Regarding D'ALESSANDRO, W. (2023). Is It Bad to Prefer Attractive Partners? Journal of the American Philosophical Association, 9(2), 335-354. doi:10.1017/apa.2022.3.
Some responses to the abstract.
>Philosophers have rightly condemned lookism—that is, discrimination in favor of attractive people or against unattractive people—in education, the justice system, the workplace, and elsewhere.
Those philosophers have wrongly condemned discrimination. The ability to discriminate with your person and legitimate (i.e., libertarian) property, on any basis you choose, just is interpersonal liberty in practice. Of course, if you are on someone else’s property or working in his business, then it is his discrimination rules that apply.

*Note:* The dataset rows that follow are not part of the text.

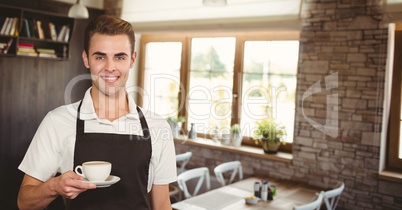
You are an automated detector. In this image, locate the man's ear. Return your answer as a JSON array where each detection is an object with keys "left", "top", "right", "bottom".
[{"left": 82, "top": 50, "right": 89, "bottom": 69}]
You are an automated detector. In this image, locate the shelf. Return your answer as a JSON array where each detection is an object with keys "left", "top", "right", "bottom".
[{"left": 0, "top": 5, "right": 75, "bottom": 60}]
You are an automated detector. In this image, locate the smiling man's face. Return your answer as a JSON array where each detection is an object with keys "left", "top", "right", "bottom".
[{"left": 82, "top": 33, "right": 136, "bottom": 96}]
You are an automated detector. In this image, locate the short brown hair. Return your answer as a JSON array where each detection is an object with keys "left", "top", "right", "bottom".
[{"left": 84, "top": 15, "right": 135, "bottom": 55}]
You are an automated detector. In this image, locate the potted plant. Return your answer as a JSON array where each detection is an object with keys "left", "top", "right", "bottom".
[
  {"left": 230, "top": 124, "right": 243, "bottom": 147},
  {"left": 166, "top": 116, "right": 185, "bottom": 137},
  {"left": 254, "top": 119, "right": 286, "bottom": 154}
]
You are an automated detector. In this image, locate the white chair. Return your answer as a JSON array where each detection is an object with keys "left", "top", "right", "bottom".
[
  {"left": 176, "top": 152, "right": 193, "bottom": 174},
  {"left": 293, "top": 192, "right": 324, "bottom": 210},
  {"left": 177, "top": 167, "right": 211, "bottom": 199},
  {"left": 324, "top": 182, "right": 345, "bottom": 210},
  {"left": 214, "top": 161, "right": 243, "bottom": 186}
]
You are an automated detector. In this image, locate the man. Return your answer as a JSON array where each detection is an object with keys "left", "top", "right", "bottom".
[{"left": 18, "top": 15, "right": 177, "bottom": 210}]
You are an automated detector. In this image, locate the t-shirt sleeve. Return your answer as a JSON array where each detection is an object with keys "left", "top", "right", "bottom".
[{"left": 18, "top": 112, "right": 60, "bottom": 182}]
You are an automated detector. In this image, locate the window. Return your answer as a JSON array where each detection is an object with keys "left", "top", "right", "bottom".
[{"left": 138, "top": 32, "right": 299, "bottom": 149}]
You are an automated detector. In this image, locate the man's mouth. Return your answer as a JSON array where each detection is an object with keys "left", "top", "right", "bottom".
[{"left": 101, "top": 75, "right": 119, "bottom": 83}]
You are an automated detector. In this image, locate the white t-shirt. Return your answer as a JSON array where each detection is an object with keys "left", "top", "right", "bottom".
[{"left": 18, "top": 88, "right": 177, "bottom": 192}]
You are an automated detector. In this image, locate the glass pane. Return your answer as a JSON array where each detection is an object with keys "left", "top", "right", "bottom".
[
  {"left": 398, "top": 121, "right": 402, "bottom": 159},
  {"left": 143, "top": 42, "right": 182, "bottom": 117},
  {"left": 188, "top": 37, "right": 236, "bottom": 134},
  {"left": 241, "top": 41, "right": 299, "bottom": 141},
  {"left": 243, "top": 41, "right": 299, "bottom": 75}
]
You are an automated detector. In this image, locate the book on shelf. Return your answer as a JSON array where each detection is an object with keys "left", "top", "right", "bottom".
[
  {"left": 36, "top": 20, "right": 45, "bottom": 39},
  {"left": 4, "top": 18, "right": 14, "bottom": 35},
  {"left": 57, "top": 25, "right": 70, "bottom": 42},
  {"left": 36, "top": 48, "right": 56, "bottom": 54},
  {"left": 49, "top": 22, "right": 57, "bottom": 41},
  {"left": 0, "top": 17, "right": 10, "bottom": 35},
  {"left": 8, "top": 17, "right": 19, "bottom": 36},
  {"left": 36, "top": 48, "right": 57, "bottom": 58},
  {"left": 38, "top": 52, "right": 57, "bottom": 58},
  {"left": 17, "top": 43, "right": 38, "bottom": 56},
  {"left": 0, "top": 38, "right": 14, "bottom": 54}
]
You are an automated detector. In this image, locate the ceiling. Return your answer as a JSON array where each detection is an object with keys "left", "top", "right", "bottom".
[
  {"left": 56, "top": 0, "right": 302, "bottom": 32},
  {"left": 121, "top": 0, "right": 301, "bottom": 31}
]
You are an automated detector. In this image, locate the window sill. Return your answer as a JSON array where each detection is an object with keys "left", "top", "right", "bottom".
[
  {"left": 378, "top": 171, "right": 402, "bottom": 183},
  {"left": 174, "top": 137, "right": 293, "bottom": 163}
]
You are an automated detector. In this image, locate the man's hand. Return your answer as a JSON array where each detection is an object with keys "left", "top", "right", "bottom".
[
  {"left": 18, "top": 171, "right": 96, "bottom": 209},
  {"left": 53, "top": 171, "right": 96, "bottom": 199}
]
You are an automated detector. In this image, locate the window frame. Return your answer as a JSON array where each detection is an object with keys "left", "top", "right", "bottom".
[
  {"left": 137, "top": 30, "right": 300, "bottom": 153},
  {"left": 386, "top": 24, "right": 402, "bottom": 172}
]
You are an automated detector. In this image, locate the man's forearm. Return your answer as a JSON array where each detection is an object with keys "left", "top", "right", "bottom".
[{"left": 17, "top": 180, "right": 58, "bottom": 210}]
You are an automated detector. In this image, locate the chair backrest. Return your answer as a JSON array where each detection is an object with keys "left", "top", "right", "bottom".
[
  {"left": 177, "top": 167, "right": 211, "bottom": 198},
  {"left": 176, "top": 152, "right": 193, "bottom": 174},
  {"left": 293, "top": 192, "right": 324, "bottom": 210},
  {"left": 214, "top": 161, "right": 243, "bottom": 186},
  {"left": 324, "top": 182, "right": 345, "bottom": 210}
]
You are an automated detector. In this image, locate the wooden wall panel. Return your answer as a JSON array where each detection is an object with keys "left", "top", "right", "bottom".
[{"left": 0, "top": 0, "right": 103, "bottom": 210}]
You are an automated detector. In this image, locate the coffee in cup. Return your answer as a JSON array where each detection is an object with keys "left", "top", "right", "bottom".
[{"left": 74, "top": 161, "right": 112, "bottom": 182}]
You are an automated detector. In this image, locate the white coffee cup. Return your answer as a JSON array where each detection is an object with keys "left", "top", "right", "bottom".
[{"left": 74, "top": 161, "right": 112, "bottom": 182}]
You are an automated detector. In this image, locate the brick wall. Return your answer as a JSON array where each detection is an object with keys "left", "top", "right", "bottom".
[{"left": 176, "top": 0, "right": 402, "bottom": 210}]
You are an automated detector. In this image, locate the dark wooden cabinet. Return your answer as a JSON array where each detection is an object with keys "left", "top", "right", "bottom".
[{"left": 0, "top": 5, "right": 75, "bottom": 60}]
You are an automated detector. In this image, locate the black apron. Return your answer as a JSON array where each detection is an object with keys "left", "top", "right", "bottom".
[{"left": 70, "top": 101, "right": 152, "bottom": 210}]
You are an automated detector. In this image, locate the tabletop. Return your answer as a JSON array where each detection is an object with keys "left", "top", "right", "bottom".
[{"left": 172, "top": 177, "right": 321, "bottom": 210}]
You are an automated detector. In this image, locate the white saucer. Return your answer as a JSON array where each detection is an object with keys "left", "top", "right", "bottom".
[{"left": 82, "top": 175, "right": 120, "bottom": 188}]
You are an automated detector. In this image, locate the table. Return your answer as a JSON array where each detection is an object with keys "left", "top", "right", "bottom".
[{"left": 172, "top": 177, "right": 322, "bottom": 210}]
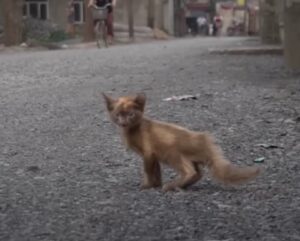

>Surprisingly, however, the almost universal preference for attractive romantic and sexual partners has rarely received serious ethical scrutiny.
Because people did not used to be misanthropic, totalitarian, wokeists. This thesis is plumbing new depths of that fanatically intolerant ideology.
>On its face, it is unclear whether this is a form of discrimination we should reject or tolerate.
On its face, it is clear that people should be free to reject or tolerate all discrimination within the confines of their own person and property, but not to impose their preferences on other people.
>I consider arguments for both views. On the one hand, a strong case can be made that preferring attractive partners is bad.
This is denying biology (which wokels love to do, of course). Next, they will be telling us that it is wrong to be attracted to only one sex (or even species).
>The idea is that choosing partners based on looks seems essentially similar to other objectionable forms of discrimination.
There are no “objectionable forms of discrimination” in the sense that anyone should be able to aggressively prevent them.
>(In particular, the preference for attractive partners is arguably both unfair and harmful to a significant degree.)
Nature cannot be “unfair” (is it “unfair” that the lion eats the antelope?). “Harm” is a naive criterion of what is morally unacceptable. The correct criterion is whether we are initiating impositions on persons or their property. Choosing to reject someone is only to deny him a benefit; it is not to impose a cost on him.